Oolu was founded after co-founder Nilmi Senaratna spent a year living in a rural community in Senegal while working on a renewable energy project for the United Nations Environment Programme (UNEP), and saw the challenges local people faced with power supply.
“I faced the unacceptable energy poverty of my friends there every day. Last year, seeing the plummeting cost of solar and storage and the spread of mobile money in West Africa, I understood that solving this problem through solar was a compelling business case as well,” she told Disrupt Africa.
Senaratna left her job, formed a team, and launched Oolu, which leases solar home systems to off-grid households in West Africa. Clients pay a monthly fee, with rates depending on operational costs in different regions and payment methods – clients are offered a discount for paying via mobile money.
“We tested several business models in an initial trial period, but began to scale last month after raising a seed round and securing a partnership with Orange Money.

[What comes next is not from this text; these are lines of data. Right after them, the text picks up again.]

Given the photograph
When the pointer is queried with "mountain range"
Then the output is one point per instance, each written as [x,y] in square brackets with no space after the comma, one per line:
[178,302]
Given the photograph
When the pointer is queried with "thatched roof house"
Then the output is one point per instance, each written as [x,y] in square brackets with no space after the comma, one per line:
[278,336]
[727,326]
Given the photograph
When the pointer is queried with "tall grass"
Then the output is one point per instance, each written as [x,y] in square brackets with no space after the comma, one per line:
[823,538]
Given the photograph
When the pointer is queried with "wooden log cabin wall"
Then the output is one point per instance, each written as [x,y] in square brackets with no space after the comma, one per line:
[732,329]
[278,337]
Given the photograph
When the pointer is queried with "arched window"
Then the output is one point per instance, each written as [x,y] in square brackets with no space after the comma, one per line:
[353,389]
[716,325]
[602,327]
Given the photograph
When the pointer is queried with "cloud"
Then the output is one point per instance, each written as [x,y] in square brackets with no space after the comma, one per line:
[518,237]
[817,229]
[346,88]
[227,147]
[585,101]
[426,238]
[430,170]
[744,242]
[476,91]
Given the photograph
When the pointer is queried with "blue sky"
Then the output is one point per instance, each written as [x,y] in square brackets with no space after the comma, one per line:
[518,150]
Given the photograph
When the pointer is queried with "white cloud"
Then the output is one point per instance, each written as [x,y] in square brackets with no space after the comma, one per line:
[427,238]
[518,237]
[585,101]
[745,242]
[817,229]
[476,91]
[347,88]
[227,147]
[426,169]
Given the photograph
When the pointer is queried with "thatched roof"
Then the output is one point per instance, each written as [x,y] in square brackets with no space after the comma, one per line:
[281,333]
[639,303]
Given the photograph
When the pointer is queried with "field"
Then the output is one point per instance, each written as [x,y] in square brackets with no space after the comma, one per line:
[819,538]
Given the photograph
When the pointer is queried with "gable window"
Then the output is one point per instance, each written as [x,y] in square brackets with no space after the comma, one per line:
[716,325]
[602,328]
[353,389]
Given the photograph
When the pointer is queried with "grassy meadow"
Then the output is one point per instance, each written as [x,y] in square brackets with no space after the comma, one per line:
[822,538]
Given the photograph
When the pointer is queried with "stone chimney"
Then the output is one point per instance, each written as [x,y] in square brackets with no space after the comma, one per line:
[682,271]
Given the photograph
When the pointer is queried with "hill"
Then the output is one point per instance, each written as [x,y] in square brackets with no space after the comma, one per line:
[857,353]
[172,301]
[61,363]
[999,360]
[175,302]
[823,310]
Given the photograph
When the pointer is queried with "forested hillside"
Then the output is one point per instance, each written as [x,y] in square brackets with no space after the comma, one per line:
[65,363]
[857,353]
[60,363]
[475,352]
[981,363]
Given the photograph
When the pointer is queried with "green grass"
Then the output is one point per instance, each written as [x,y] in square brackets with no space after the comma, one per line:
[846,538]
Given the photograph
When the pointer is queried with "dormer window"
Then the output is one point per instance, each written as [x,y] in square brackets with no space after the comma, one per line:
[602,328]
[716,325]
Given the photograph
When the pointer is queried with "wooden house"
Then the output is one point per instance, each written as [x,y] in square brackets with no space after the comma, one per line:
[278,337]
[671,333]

Between the Dakar office and regional staff, we now have a passionate and fun group of ten team members in Senegal,” Senaratna said.
“We built our model to balance both the desire to reach as many people in each village as possible and the importance of developing a strong portfolio of leases with a quick payback period.”
By the end of the summer, Oolu is likely to be approaching 1,500 installations in Senegal, with Senaratna saying expansion into other West African markets is on the agenda after its seed round, primarily from San Francisco-based angel investors. Y Combinator invested US$120,000, while Oolu has reopened the round as it looks for more.
“Being accepted into Y Combinator this summer, we knew it would allow us to scale and reach more people faster than we had imagined. The programme has lived up to its stellar reputation, and our advisers and fellow entrepreneurs have been incredible sources of support,” she said.
Senaratna said while East Africa had seen “astounding” growth in the off-grid solar industry, West Africa – the French-speaking nations in particular – has not seen the same growth. This is the opportunity Oolu is looking to take advantage of.
“Also, our leasing model, which includes battery replacement and maintenance, also allows a high percentage of people in each village to sign up with Oolu. This works much better in rural regions than a firm selling solar systems on an upfront cash basis to urban and peri-urban consumers or a short-term loan,” she said.
A number of solar startups are making waves across Africa right now, with funding on the increase, but Senaratna said Oolu differs from other companies in two ways.
“First, we focus first on creating strong relationships with our clients and communities. These are built through excellent customer service and work with local mayors and village chiefs,” she said.
“Second, we are a technology firm bringing modern services to rural people. This means that we are constantly innovating to improve our offerings, our training procedures, and our data management to more effectively serve our clients.”
Even without these differences, the size of the opportunity means there is plenty of room for a number of different companies to operate and scale successfully.
“With so many millions of households in Sub-Saharan Africa who still use kerosene, candles, flashlights, and lanterns to light their homes, the market is massive. In much of West Africa, the industry is in its infancy, and we are in a position to scale rapidly,” Senaratna said.
Opportunities abound in the industry.
“Solar saves people money and can power devices people want. Because of these factors, there are massive opportunities in the market,” she said.
“Beyond lighting, we’re especially excited about the potential of solar to help connect rural people. Africa is growing so rapidly and its consumers crave access to television, radio, and the internet through smartphones and laptops. For most rural communities, distributed solar solutions will power these devices.”